I had thought I’d walk away with my aids there and then, but nothing in my life is that simple. First I must have my ears vacuumed by my GP so the canal is clean. I return a week later to have a mould made of my ear canal, so that the aids can be custom-made.

A couple of weeks later still, I’m in that terrible room in Exeter being told I will whistle and secrete gunk. The aids are put in. My head feels full, as though I’m under water. The audiologist’s voice sounds tinny. ‘That’s normal,’ he says. ‘You are hearing the upper registers.’ I am also told that I will not be able to hear normally for some time. ‘For every year you have been deaf, it will take a month to adjust. Your brain has to learn how to listen.

‘You have to learn to blot out background noise, and hear only what’s important.’ This is called ‘auditory rehabilitation’.

I tell him I only want to wear the aids when out riding and when doing an interview. I don’t want to be disabled and wear something flesh-coloured. What if I’m on a date and get nuzzled (Not likely, but still . . .)

‘It doesn’t work like that,’ he says. ‘You have to wear them for a couple of hours each day and increase the time incrementally.

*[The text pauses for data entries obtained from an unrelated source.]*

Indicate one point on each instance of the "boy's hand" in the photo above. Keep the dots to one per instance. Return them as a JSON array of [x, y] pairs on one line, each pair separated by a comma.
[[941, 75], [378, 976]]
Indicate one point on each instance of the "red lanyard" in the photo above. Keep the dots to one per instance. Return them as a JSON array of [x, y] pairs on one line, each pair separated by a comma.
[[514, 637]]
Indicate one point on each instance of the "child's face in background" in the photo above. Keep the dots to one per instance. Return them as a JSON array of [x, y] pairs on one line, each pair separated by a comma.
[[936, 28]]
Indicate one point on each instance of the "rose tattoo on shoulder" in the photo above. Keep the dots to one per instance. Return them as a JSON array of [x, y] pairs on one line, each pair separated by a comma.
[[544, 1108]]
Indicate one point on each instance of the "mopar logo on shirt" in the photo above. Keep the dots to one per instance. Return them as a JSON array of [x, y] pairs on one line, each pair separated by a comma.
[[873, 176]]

After a week, you must wear them all the time, taking them out only in the shower and in bed. Your brain won’t adapt otherwise.’

I tell him I don’t want them. ‘But if you leave getting an aid until you are almost completely deaf, your brain will never adapt. You will exist in total silence,’ he replies.

I start to hate him. I have to return in a couple of weeks to have them adjusted (ie turned up a bit, as 100 per cent hearing will come as a shock if it happens all at once).

I go home, the aids lurking in their box. Specsavers has helped change the way people see spectacles: they are now a fashion item, designed by Armani and Prada. It wants the same thing to happen to hearing aids, but they’ll never be made by Tom Ford.

Back home, I put them in. I keep putting them in upside-down. I watch Now, Voyager, which is too old to have subtitles. I still can’t understand a word. Maybe I’m stupid after all. I can hear my own voice, though, and it sounds, apparently, as others hear me. I hate it and so talk even less.

I can’t eat wearing an aid as the crunching is deafening. Walking my dogs, the wind whistles so loudly that I feel as though I’m at sea. But I persevere. Barring a hairdresser on a photoshoot, who knocks one of them out by mistake, no one notices the devices. After two weeks, I’m watching TV without subtitles.

Lunch with a colleague in a brasserie is slightly easier, but I still need to lip-read, though the hearing-aid man says it will get better. Later, I go out for dinner with a friend. As she kisses me goodbye, she says, ‘Well done, Lizzie. That was so much more fun!’

But still, I don’t know that the world is worth hearing. Maybe birdsong, which has come as a revelation. But chatter and gossip Loud beeping from impatient male drivers behind me Muzak in lifts All these sounds are now like uninvited guests in my brain. I prefer my quiet, soft bubble in a way. Being deaf is who I am.